Each boot pipeline unit is called just once per resolution before the stack generation pipeline is started.

Main usage

  • Adjust input parameters to the resolution process

  • Halt resolver before any stack resolution is done based on input values

    • Any exception raised will halt adviser with an error message (created out of exception message) populated to the adviser JSON result except for eager stopping (see bellow)

  • Print information into logs using logging

    • Any information logged will show up in adviser run logs - logging respects log-level configuration which was set up during adviser startup based on request/adviser configuration

  • Prematurely end resolution based on the the final state reached

Real world examples

  • Any adjustments to input parameters done can result in a logged messages

    • If a user uses a Python package index in the Pipfile that was not enabled by Thoth administrator a boot unit can adjust Pipfile (e.g. remove Python package index) - this configuration change will be propagated Thoth’s response in all integrations

    • If a user uses hardware (CPU/GPU) that is not known to Thoth’s knowledge base, a boot unit can adjust this information (remove it completelly or, for example, find a similar GPU model for recommendations) and print an informative log message

  • Adding messages to stack info (e.g. prescription version used)

  • Gate an application build in the cluster based on configured Python package indexes

    • If a user uses a Python package index that was not enabled by Thoth administrator in the Pipfile a boot unit can raise an exception causing a halt

  • Halting adviser in case of not sufficient runtime or buildtime information

    • If a user uses hardware (CPU/GPU) that is not known to Thoth’s knowledge base, a boot unit can halt adviser

Triggering unit for a specific package

To help with scaling the recommendation engine when it comes to number of pipeline units possibly registered, it is a good practice to state to which package the given unit corresponds. To run the pipeline unit for a specific package, this fact should be reflected in the pipeline unit configuration by stating package_name configuration option. An example can be a pipeline unit specific for TensorFlow packages, which should state package_name: "tensorflow" in the pipeline configuration.

If the pipeline unit is generic for any package, the package_name configuration has to default to None.

An example implementation

import logging

from thoth.adviser import Boot


_LOGGER = logging.getLogger(__name__)

class ExampleBoot(Boot):
    """This is an example boot implementation."""
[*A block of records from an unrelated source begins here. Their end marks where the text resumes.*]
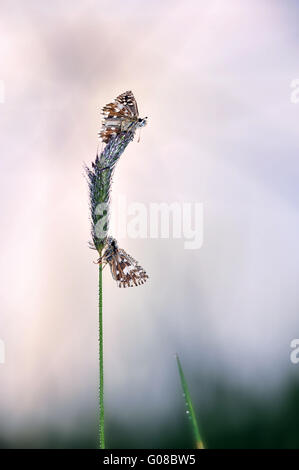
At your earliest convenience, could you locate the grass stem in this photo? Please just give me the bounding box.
[176,354,204,449]
[99,260,105,449]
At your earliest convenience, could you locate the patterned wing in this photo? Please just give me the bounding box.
[115,91,139,119]
[99,91,138,144]
[109,249,148,287]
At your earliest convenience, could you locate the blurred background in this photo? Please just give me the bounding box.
[0,0,299,449]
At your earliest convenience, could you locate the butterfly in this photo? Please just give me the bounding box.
[98,237,148,287]
[99,91,147,144]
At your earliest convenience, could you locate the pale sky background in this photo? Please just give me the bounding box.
[0,0,299,448]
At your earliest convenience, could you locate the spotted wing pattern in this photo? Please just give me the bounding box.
[99,241,148,287]
[99,91,139,144]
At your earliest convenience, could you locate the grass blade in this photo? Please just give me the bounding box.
[176,354,204,449]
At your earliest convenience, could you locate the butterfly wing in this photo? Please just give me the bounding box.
[109,249,148,287]
[99,91,138,143]
[115,91,139,119]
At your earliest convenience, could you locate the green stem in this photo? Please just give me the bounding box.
[176,354,204,449]
[99,260,105,449]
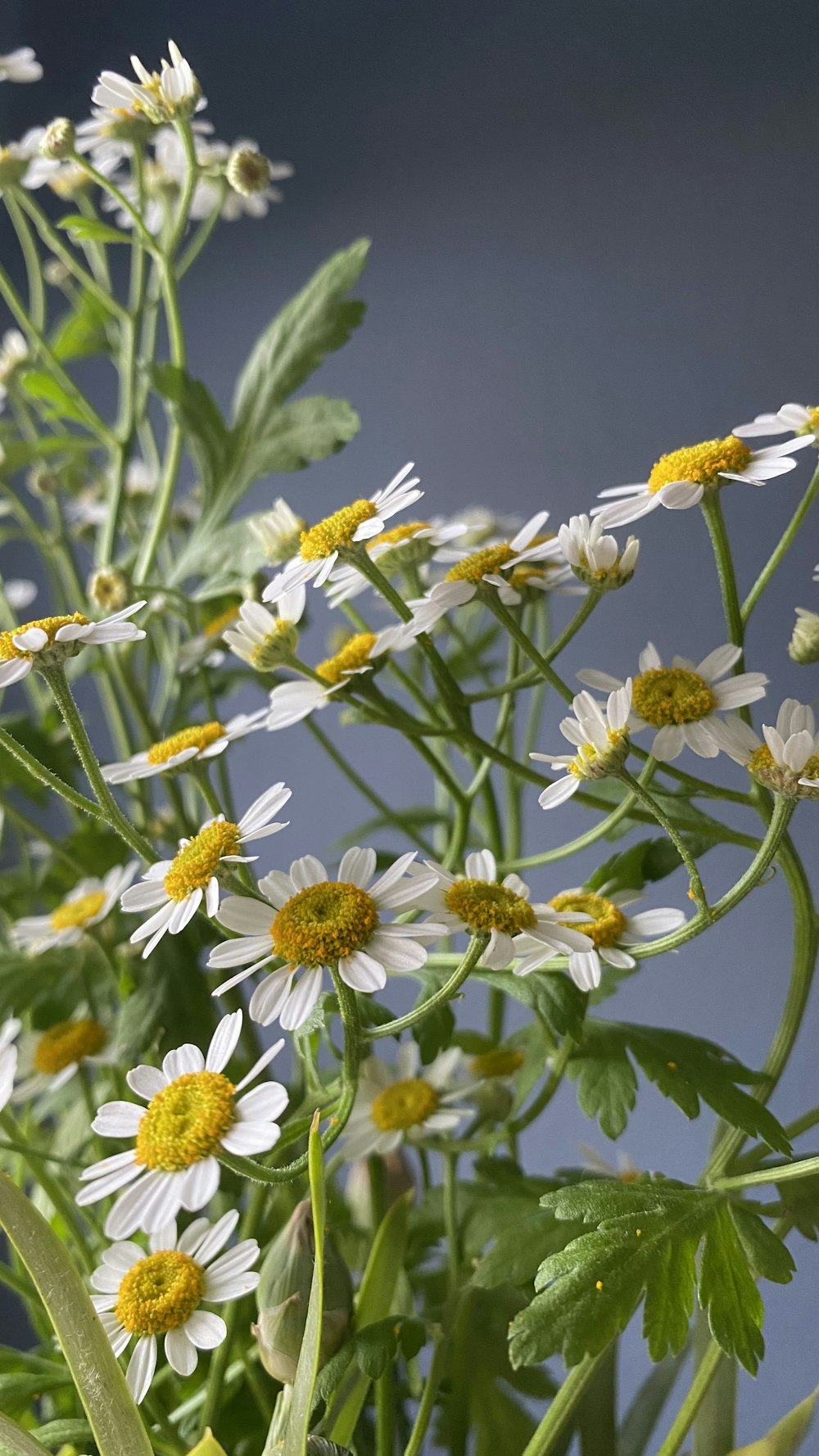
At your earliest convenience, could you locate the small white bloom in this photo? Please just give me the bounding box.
[122,784,290,960]
[577,642,768,763]
[90,1209,260,1405]
[77,1011,287,1239]
[208,849,443,1031]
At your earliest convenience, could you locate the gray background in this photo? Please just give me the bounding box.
[0,0,819,1440]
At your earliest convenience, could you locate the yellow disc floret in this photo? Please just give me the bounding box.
[0,612,88,662]
[649,436,753,495]
[135,1072,236,1172]
[316,632,376,685]
[34,1016,106,1076]
[299,501,376,561]
[631,667,717,728]
[443,879,538,934]
[165,820,239,900]
[550,889,625,947]
[115,1250,206,1336]
[269,879,380,968]
[51,889,106,930]
[370,1078,439,1133]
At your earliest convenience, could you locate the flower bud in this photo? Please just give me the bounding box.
[789,607,819,664]
[252,1201,353,1385]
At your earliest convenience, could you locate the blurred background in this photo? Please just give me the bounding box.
[0,0,819,1440]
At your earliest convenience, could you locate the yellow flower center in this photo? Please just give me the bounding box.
[51,889,105,930]
[443,879,538,934]
[269,879,380,968]
[147,722,224,763]
[550,891,625,947]
[469,1047,526,1078]
[0,612,88,662]
[631,667,717,728]
[301,501,376,561]
[115,1250,206,1335]
[135,1072,236,1173]
[34,1016,108,1074]
[649,436,753,495]
[370,1078,439,1133]
[316,632,376,683]
[165,820,239,900]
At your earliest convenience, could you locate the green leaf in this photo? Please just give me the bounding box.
[0,1175,153,1456]
[510,1178,783,1374]
[283,1108,327,1456]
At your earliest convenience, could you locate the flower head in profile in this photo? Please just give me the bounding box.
[102,708,265,784]
[262,462,424,601]
[77,1011,287,1239]
[207,849,443,1031]
[577,642,768,763]
[529,679,631,810]
[10,859,137,955]
[90,1209,260,1405]
[344,1041,469,1159]
[593,436,813,530]
[0,601,144,687]
[415,849,591,971]
[720,698,819,799]
[122,784,290,960]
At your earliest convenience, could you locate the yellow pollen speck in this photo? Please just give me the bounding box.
[631,667,717,728]
[135,1072,236,1172]
[443,879,538,934]
[370,1078,439,1133]
[649,436,753,495]
[269,879,380,968]
[115,1250,206,1335]
[147,722,224,763]
[165,820,241,900]
[51,889,105,930]
[316,632,376,685]
[0,612,88,662]
[301,501,376,561]
[550,891,625,947]
[34,1016,108,1076]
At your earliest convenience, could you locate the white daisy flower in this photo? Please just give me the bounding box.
[262,460,424,601]
[720,698,819,798]
[410,849,591,971]
[0,601,144,687]
[0,45,43,84]
[207,849,445,1031]
[593,436,815,528]
[90,1209,260,1405]
[529,679,631,810]
[533,885,685,992]
[102,708,267,784]
[10,859,137,955]
[77,1011,287,1239]
[577,642,768,763]
[122,784,290,961]
[344,1041,469,1159]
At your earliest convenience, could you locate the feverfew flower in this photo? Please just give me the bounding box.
[90,1209,260,1405]
[207,849,443,1031]
[102,708,267,784]
[0,601,144,687]
[529,679,631,810]
[122,784,290,960]
[344,1041,469,1159]
[10,859,137,955]
[262,460,424,601]
[593,436,813,528]
[411,849,591,971]
[577,642,768,763]
[77,1011,287,1239]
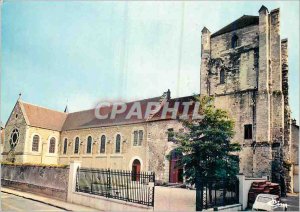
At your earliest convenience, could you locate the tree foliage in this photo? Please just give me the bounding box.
[169,96,241,187]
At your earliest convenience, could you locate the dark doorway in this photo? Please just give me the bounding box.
[169,151,183,183]
[132,159,141,181]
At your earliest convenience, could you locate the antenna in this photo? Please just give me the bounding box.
[176,1,184,96]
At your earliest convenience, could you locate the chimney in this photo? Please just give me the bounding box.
[167,89,171,100]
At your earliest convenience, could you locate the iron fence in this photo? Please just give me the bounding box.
[201,180,239,209]
[76,168,155,207]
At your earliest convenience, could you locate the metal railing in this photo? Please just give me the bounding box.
[201,180,239,209]
[76,168,155,207]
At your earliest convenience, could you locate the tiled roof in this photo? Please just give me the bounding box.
[19,93,199,131]
[19,100,67,131]
[211,15,259,38]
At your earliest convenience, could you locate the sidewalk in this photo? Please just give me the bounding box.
[1,187,99,212]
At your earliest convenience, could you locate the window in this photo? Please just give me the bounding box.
[86,136,93,154]
[116,134,121,153]
[133,130,144,146]
[168,128,174,141]
[244,124,252,139]
[139,130,144,146]
[100,135,106,153]
[9,129,19,148]
[133,130,138,146]
[74,137,79,154]
[63,138,68,155]
[31,135,40,152]
[49,138,55,153]
[231,34,239,49]
[220,69,225,84]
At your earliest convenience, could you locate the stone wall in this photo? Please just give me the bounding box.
[200,6,290,184]
[23,126,60,164]
[59,123,148,171]
[148,120,183,182]
[1,164,69,201]
[3,101,60,164]
[3,102,27,163]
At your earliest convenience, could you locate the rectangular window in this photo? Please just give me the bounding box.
[220,69,225,84]
[133,130,138,146]
[63,139,68,155]
[139,130,144,146]
[168,128,174,141]
[244,124,252,139]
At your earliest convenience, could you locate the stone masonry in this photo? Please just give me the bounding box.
[200,6,290,194]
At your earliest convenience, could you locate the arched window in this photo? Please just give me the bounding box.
[100,135,106,153]
[220,69,225,84]
[139,130,144,146]
[9,129,19,148]
[86,136,93,154]
[63,138,68,155]
[31,135,40,152]
[231,34,239,49]
[49,137,55,153]
[116,134,121,153]
[74,137,79,154]
[131,159,141,181]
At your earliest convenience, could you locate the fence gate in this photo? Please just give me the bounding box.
[76,168,155,207]
[201,179,239,209]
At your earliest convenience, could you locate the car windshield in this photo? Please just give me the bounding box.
[257,197,272,203]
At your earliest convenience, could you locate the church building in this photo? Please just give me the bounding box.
[2,6,299,190]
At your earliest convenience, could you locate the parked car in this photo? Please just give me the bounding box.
[252,194,287,211]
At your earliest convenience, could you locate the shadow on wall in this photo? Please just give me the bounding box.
[1,164,69,201]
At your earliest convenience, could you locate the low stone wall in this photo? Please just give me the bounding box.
[237,174,267,210]
[1,164,69,201]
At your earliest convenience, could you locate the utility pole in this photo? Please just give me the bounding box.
[0,0,3,211]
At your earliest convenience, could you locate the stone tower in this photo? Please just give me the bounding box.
[200,6,290,194]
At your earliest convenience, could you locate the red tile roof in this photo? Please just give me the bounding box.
[19,101,67,131]
[19,96,199,131]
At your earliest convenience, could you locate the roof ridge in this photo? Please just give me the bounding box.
[18,100,67,115]
[68,96,160,114]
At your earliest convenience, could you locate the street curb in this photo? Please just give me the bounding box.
[1,190,72,211]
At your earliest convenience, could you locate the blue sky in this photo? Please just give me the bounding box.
[1,0,299,123]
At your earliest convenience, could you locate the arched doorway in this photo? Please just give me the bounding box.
[132,159,141,181]
[169,151,183,183]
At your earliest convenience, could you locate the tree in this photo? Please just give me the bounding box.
[169,96,241,211]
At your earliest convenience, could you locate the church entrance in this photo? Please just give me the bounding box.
[169,151,183,183]
[132,159,141,181]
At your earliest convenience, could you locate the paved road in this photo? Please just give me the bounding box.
[1,193,64,211]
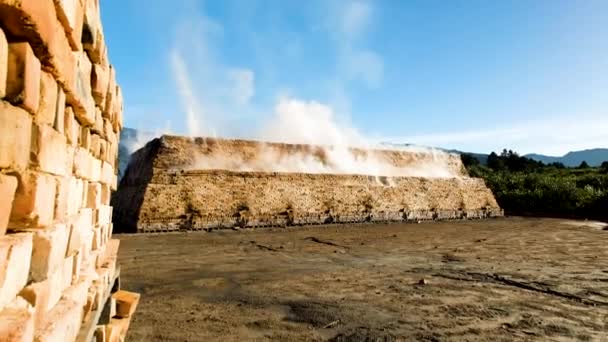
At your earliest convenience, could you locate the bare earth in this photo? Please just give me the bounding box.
[119,218,608,342]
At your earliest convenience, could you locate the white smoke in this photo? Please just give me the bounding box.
[157,0,459,177]
[186,97,460,177]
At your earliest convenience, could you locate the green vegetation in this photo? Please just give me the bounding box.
[462,150,608,220]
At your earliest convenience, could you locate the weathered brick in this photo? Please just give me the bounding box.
[53,88,65,134]
[90,134,101,158]
[0,233,32,311]
[74,51,95,126]
[34,290,83,342]
[91,107,103,135]
[101,184,112,205]
[6,43,41,114]
[62,277,91,307]
[0,28,7,99]
[19,279,52,327]
[63,107,80,146]
[94,205,112,226]
[53,0,84,51]
[0,101,32,170]
[79,126,91,150]
[89,154,102,182]
[74,147,91,179]
[82,0,107,64]
[103,65,116,119]
[29,224,70,282]
[67,177,84,217]
[55,176,71,222]
[0,297,35,342]
[31,125,69,176]
[0,0,84,118]
[0,174,17,234]
[112,85,123,132]
[8,171,57,230]
[87,183,101,209]
[66,220,82,256]
[91,63,110,110]
[34,72,57,126]
[101,162,114,185]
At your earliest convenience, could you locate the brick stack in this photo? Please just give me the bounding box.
[0,0,129,341]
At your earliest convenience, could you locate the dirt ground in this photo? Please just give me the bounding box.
[118,218,608,342]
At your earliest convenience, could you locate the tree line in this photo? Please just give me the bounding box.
[461,149,608,220]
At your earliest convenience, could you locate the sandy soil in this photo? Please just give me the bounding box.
[119,218,608,342]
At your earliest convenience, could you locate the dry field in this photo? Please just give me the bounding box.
[119,218,608,342]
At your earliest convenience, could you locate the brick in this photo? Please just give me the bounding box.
[5,43,41,114]
[91,63,110,110]
[82,0,107,64]
[79,126,91,150]
[112,85,123,133]
[87,183,101,209]
[74,147,91,179]
[74,51,95,126]
[101,162,115,185]
[67,177,84,217]
[72,252,81,282]
[30,224,70,282]
[103,65,116,119]
[0,28,7,99]
[89,154,102,182]
[30,125,69,176]
[66,222,82,256]
[63,107,80,146]
[103,118,116,142]
[34,298,83,342]
[110,175,118,191]
[94,205,112,225]
[0,101,32,170]
[0,297,35,342]
[8,171,57,229]
[61,255,75,292]
[53,88,65,134]
[0,0,84,115]
[34,72,58,126]
[19,259,72,327]
[90,134,101,158]
[54,177,70,222]
[112,290,139,318]
[0,174,17,235]
[101,184,112,205]
[82,181,89,208]
[62,277,91,307]
[91,107,103,135]
[53,0,84,51]
[19,279,50,327]
[0,233,32,311]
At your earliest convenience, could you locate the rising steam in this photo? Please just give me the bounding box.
[160,50,462,177]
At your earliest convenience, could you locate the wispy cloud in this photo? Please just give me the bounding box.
[390,112,608,156]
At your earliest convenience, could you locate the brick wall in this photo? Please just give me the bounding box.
[0,0,122,341]
[112,136,503,232]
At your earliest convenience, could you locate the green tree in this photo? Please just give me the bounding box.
[460,153,479,168]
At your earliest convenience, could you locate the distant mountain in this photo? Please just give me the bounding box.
[525,148,608,167]
[383,143,608,167]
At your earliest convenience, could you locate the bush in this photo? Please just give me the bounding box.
[467,151,608,220]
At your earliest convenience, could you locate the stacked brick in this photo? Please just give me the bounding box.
[0,0,128,341]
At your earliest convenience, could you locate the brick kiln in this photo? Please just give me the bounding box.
[112,136,503,232]
[0,0,138,342]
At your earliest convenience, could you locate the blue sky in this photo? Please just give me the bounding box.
[102,0,608,155]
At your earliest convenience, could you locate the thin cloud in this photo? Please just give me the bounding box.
[384,113,608,156]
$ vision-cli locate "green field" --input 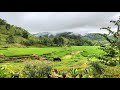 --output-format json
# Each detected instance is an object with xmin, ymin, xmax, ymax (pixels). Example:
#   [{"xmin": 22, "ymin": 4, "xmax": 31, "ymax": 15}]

  CONFIGURATION_DEFAULT: Dict[str, Any] = {"package_name": None}  # The pipeline unit is not specific to any package.

  def run(self) -> None:
      """Main entry-point for boot unit to demonstrate boot example."""
      cpu_family = self.context.project.runtime_environment.hardware.cpu_family

      if cpu_family is not None
          known_cpu_families = self.context.graph.get_cpu_family_all()
          if cpu_family not in known_cpu_families:
              _LOGGER.warning(
                  "CPU family used %s is not known, it will not be considered"
                  cpu_family
              )
              self.context.project.runtime_environment.hardware.cpu_family = None
              # Or you can raise an exception causing adviser halt:
              #  raise ValueError(f"CPU family used {cpu_family!r} is not known")

The implementation can also provide other methods, such as Unit.pre_run, Unit.post_run or Unit.post_run_report and pipeline unit configuration adjustment. See unit documentation for more info.